[ESWA 2023]Multi-scale receptive fields: Graph attention neural network for hyperspectral image cla--优快云博客

①Labelled set of a graph is defined as $\{(\boldsymbol{x}_i,\boldsymbol{y}_i)\}_{i=1}^l$ , where $l$ of $m$ nodes are labelled, $\boldsymbol{x}_i$ denotes spectral vector of node $i$ , $\boldsymbol{y}_i \in \mathcal{L}=\left \{ 1,...,c \right \}$ denotes the label of node $i$ , $c$ denotes the number of classes

②Mapping: $f:\mathcal{X}^{m}\mapsto\mathcal{Y}^{m}$

2.3.2. Graph convolutional neural network (GCN)

①Undirected graph: $\mathcal{G}=(\mathcal{V},\mathcal{E},\boldsymbol{A})$ , where $\mathcal{V}$ denotes vertex set, $\mathcal{E}$ denotes edge set, $A\in\mathbb{R}^{m\times m}$ denotes adjacency matrix, $X\in\mathbb{R}^{m\times d}$ is node feature matrix

②Aggregation operation of GCN:

$\boldsymbol{X}_{i+1}=\sigma\left(\boldsymbol{D}^{-\frac{1}{2}}\widehat{\boldsymbol{A}}\boldsymbol{D}^{-\frac{1}{2}}\boldsymbol{X}_{i}\boldsymbol{Q}_{i}\right)$

where $\sigma$ denotes nonlinear activation function, $\widehat{A}=A+I$ , $X_{0}=X$ , $D$ denotes degree matrix, $Q_i\in\mathbb{R}^{c_i\times c_{i+1}}$ denotes learnable matrix at layer $i$

2.3.3. Graph attention convolutional neural network (GAT)

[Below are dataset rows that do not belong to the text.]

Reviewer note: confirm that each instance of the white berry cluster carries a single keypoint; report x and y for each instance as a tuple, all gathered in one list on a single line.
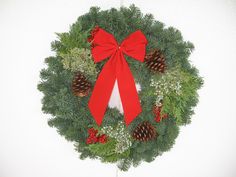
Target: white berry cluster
[(120, 134), (80, 59), (169, 82)]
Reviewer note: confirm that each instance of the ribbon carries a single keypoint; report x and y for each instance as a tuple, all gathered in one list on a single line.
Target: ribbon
[(104, 45)]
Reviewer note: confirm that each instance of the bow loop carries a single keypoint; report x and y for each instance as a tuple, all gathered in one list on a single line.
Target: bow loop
[(134, 45), (116, 68), (104, 45)]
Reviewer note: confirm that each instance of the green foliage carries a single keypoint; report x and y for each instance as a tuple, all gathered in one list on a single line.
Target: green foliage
[(71, 116), (80, 59), (121, 136), (107, 151), (178, 105)]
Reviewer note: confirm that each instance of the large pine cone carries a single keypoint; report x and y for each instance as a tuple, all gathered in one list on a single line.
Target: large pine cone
[(145, 131), (155, 61), (80, 85)]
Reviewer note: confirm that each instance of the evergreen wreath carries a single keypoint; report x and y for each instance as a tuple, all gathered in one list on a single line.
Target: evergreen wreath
[(168, 82)]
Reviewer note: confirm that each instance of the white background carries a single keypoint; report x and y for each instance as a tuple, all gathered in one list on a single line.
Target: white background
[(30, 148)]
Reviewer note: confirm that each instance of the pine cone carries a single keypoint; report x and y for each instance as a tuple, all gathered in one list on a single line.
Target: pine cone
[(145, 131), (155, 61), (80, 85)]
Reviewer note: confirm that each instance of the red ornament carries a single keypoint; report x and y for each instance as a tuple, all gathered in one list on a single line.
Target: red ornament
[(105, 46), (102, 139), (95, 138)]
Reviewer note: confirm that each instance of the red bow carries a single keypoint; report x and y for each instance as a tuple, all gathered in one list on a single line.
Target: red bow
[(104, 45)]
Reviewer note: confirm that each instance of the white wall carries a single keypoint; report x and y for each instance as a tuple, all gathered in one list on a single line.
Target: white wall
[(29, 148)]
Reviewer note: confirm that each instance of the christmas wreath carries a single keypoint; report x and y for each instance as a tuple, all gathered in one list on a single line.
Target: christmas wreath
[(149, 65)]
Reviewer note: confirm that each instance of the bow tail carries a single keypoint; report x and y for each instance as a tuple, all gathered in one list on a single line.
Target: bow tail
[(102, 91), (128, 93)]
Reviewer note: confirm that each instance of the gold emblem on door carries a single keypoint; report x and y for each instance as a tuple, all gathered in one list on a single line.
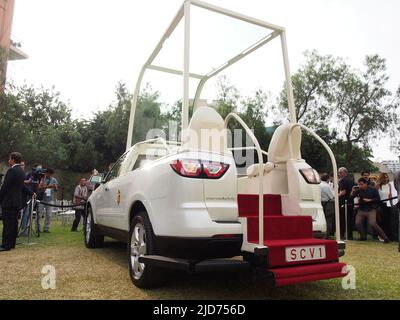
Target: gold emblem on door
[(118, 197)]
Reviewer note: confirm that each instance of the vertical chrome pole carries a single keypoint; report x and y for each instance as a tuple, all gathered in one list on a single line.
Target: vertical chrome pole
[(186, 67), (345, 219)]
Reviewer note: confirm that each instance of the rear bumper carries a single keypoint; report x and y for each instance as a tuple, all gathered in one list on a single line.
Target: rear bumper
[(199, 248)]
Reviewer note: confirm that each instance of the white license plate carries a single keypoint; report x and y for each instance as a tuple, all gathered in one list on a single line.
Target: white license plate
[(305, 253)]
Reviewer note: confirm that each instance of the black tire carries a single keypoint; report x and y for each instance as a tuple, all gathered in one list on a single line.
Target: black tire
[(146, 276), (91, 236)]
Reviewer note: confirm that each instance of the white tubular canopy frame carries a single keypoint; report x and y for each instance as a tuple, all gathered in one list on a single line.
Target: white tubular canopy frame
[(184, 13)]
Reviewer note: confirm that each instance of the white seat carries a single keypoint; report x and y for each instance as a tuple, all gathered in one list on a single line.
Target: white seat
[(253, 170), (279, 151), (205, 131)]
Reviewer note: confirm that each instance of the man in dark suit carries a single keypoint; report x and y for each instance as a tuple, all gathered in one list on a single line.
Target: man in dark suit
[(11, 200)]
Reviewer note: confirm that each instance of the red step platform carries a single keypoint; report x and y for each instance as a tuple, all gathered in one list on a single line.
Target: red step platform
[(282, 233)]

①Implement linear transformation on node features:

$\boldsymbol{x}_{i}^{\prime}=\boldsymbol{W}^{T}\boldsymbol{x}_{i},\boldsymbol{W}\in\mathbb{R}^{F\times F^{\prime}}$

②Importance score:

$e_{ij}=\left(\sigma\left(\boldsymbol{a}^T\left[\boldsymbol{W}^T\boldsymbol{x}_i||\boldsymbol{W}^T\boldsymbol{x}_j\right]\right)\right)$

$a^{T}\in\mathbb{R}^{2F^{\prime}}$ is parameter vector

③Apply Softmax on $e_{ij}$ :

$a_{ij}=softmax(e_{ij})=\frac{\exp(\sigma(\boldsymbol{a}^{T}[\boldsymbol{W}^{T}\boldsymbol{x}_{i}||\boldsymbol{W}^{T}\boldsymbol{x}_{j}]))}{\sum_{j\in N_{i}}\exp(\sigma(\boldsymbol{a}^{T}[\boldsymbol{W}^{T}\boldsymbol{x}_{i}||\boldsymbol{W}^{T}\boldsymbol{x}_{j}]))}$

where $N_i$ denotes the number of neighbors of node $i$

④Aggregation of GAT:

$h_i^{\prime}=\sigma\left(\sum_{j\in N_i}a_{ij}\cdot W^Tx_j\right)$

2.4. Proposed method

2.4.1. The overview of MRGAT

①Overall framework of MRGAT:

2.4.2. Spectral-spatial transformer module (STM)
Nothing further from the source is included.